La compagnie évoque des « clerical mistakes » dues aux conditions de guerre dans lesquelles se passent les opérations terrestres: les informations manquent ou sont incomplètes. Dès qu’elle a été informée de ces problèmes, la compagnie a réalisé un audit dont les conclusions ont été transmises au Pentagone et au DOJ.
Jerry H. Brown est favorablement connu de la Justice et du secteur du transport conteneurisé américain car c’est lui qui avait signalé les sévères surfacturations auxquelles s’était laissé aller APL. En effet, en février 2009, le DOJ annonçait qu’APL avait accepté de verser au gouvernement 26,3 M$ pour mettre fin au contentieux relatif aux surfacturations des prix de positionnement des conteneurs en Irak et en Afghanistan ou des frais d’entretien des reefers. Le DOJ a rendu déjà hommage au « siffleur », salarié d’APL qui a dénoncé le comportement antiaméricain de son employeur. Pour ses peines et soins, il a reçu 5,2 M$.
En quelques années, Jerry H. Brown a donc encaissé 8,8 M$ et s’est forgé une solide capacité d’expertise dont le contrôle de gestion de l’armée américaine semble avoir grand besoin, ses problèmes de facturation étant récurrents.
En 1991, le Military Sealift Command (MSC) a déposé plainte contre Sea-Land alors totalement sous contrôle américain pour avoir facturé le retour des conteneurs du Moyen-Orient à un prix largement supérieur à celui qui était déposé auprès de la FMC pour les chargeurs civils. Le MSC demandait 18 M$ de rabais. En 2000, le dossier était toujours en appel. Faut-il souligner l’intérêt pour un gouvernement d’exiger l’enregistrement officiel de toutes les conditions tarifaires accordées à des chargeurs ou réceptionnaires nationaux?
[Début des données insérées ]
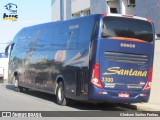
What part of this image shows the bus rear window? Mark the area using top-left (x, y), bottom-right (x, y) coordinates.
top-left (101, 17), bottom-right (153, 42)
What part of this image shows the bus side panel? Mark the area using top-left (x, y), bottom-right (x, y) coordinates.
top-left (62, 15), bottom-right (101, 100)
top-left (9, 15), bottom-right (102, 101)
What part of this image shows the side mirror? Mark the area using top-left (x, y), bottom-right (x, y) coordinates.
top-left (5, 45), bottom-right (9, 57)
top-left (5, 42), bottom-right (13, 57)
720 M$ de surestaries depuis 2001
À la mi-décembre, trois sénateurs américains (un démocrate et deux républicains) ont écrit au ministère de la Défense pour lui demander de mettre un terme aux 720 M$ que représentent les surestaries facturés lorsque les conteneurs sont restitués tardivement. Ces trois parlementaires sont membres de deux sous-comités chargés de surveiller la gestion financière du gouvernement fédéral.
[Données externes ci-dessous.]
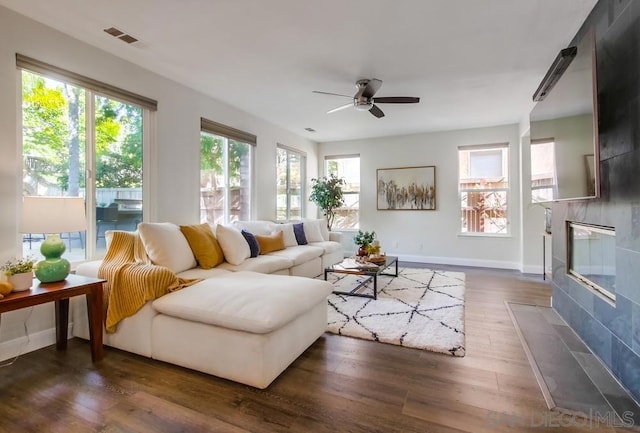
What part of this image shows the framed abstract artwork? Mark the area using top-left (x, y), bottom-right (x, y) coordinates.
top-left (377, 165), bottom-right (436, 210)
Selon leur communiqué, les sénateurs « reconnaissent que la location de conteneurs est une option qui se justifie, mais le gaspillage actuel demande que les contrats soient mieux négociés et que le suivi des conteneurs soit renforcé afin de réduire les coûteux frais de détention ». Les surestaries dépasseraient dans certains cas le prix d’achat du conteneur. Ils demandent donc, qu’avant le 30 janvier, le programme de réduction des surestaries et des coûts de location des conteneurs leur soit présenté.
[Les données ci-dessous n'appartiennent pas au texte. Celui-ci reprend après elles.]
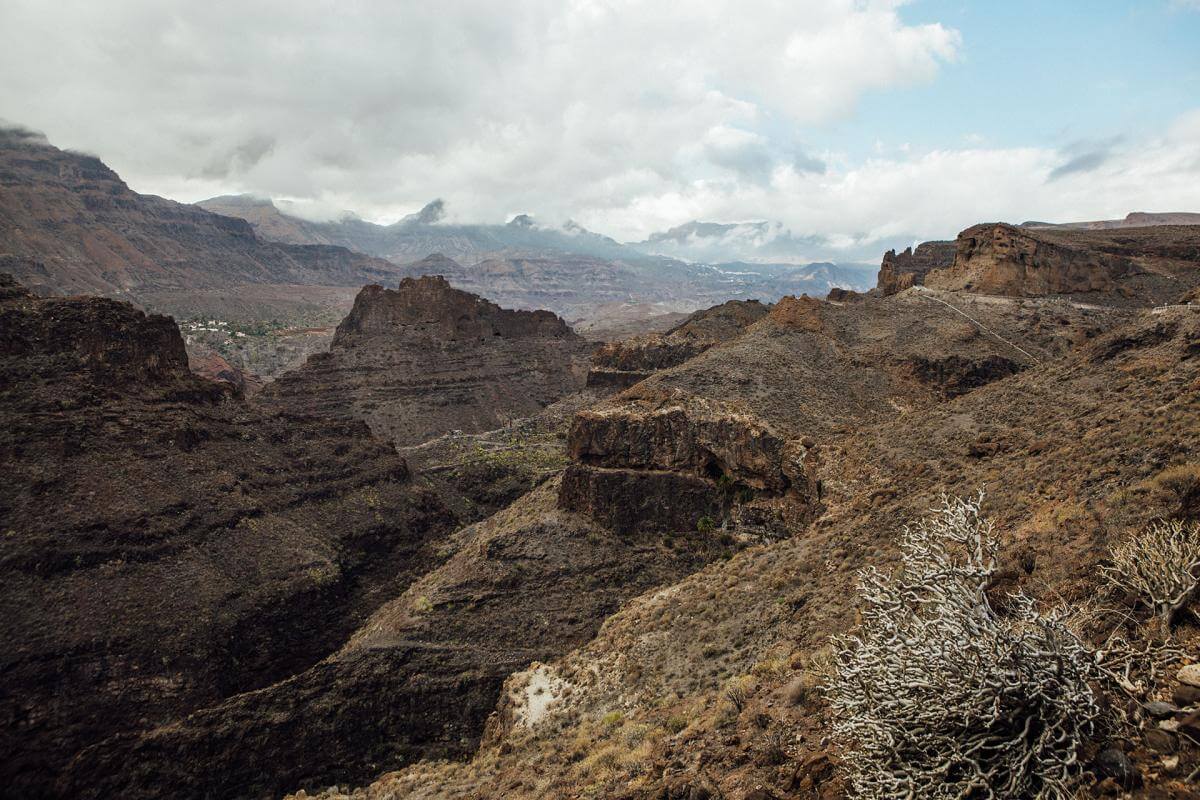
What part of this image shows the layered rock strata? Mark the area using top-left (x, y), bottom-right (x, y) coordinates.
top-left (257, 276), bottom-right (593, 447)
top-left (0, 275), bottom-right (456, 797)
C’est un article paru dans USA Today le 29 août dernier qui a mis en émoi les parlementaires. Selon les informations obtenues par le quotidien, depuis 2001, le Pentagone a payé près de 720 M$ de surestaries pour conteneurs non restitués dans les temps. Pour chaque boîte, cela peut monter jusqu’à 2 200 $. Ces 720 M$ sont “négligeables” par rapport aux 553 Md$ dont dispose le Pentagone, mais la période est aux restrictions budgétaires sévères souligne USA Today. Selon le directeur exécutif de Globalsecurity.org cette dérive est due à l’idée, qui s’est relevée fausse, que les conflits en Irak et en Afghanistan seraient de courte durée et que les dépassements de franchise seraient donc faibles. En 2004, les surestaries pour restitution tardive ont culminé à 128 M$ puis sont descendus en 2008, à 17 M$. En 2010, ils ont été de 30 M$.
Cette amélioration est le résultat d’une meilleure gestion et de l’utilisation de ses propres conteneurs par l’armée, explique le porte-parole du Military Surface Deployment and Distribution Command (MSDDC), cité par USA Today. Le MSDDC estime à au moins 300 M$ les surestaries payés entre 2001 et 2004 ajoutant que « ces frais ne sont pas suivis de façon précise ».
Selon Winslow Wheeler, analyste au Centre pour l’information sur la Défense, quand l’armée n’arrive pas à restituer un conteneur, il lui est facturé 7 400 $/20,’ alors que sa valeur neuve est de 3 200 $.
Maersk fait partie des compagnies qui ont encaissé le plus de surestaries, indique le Pentagone.
M.N.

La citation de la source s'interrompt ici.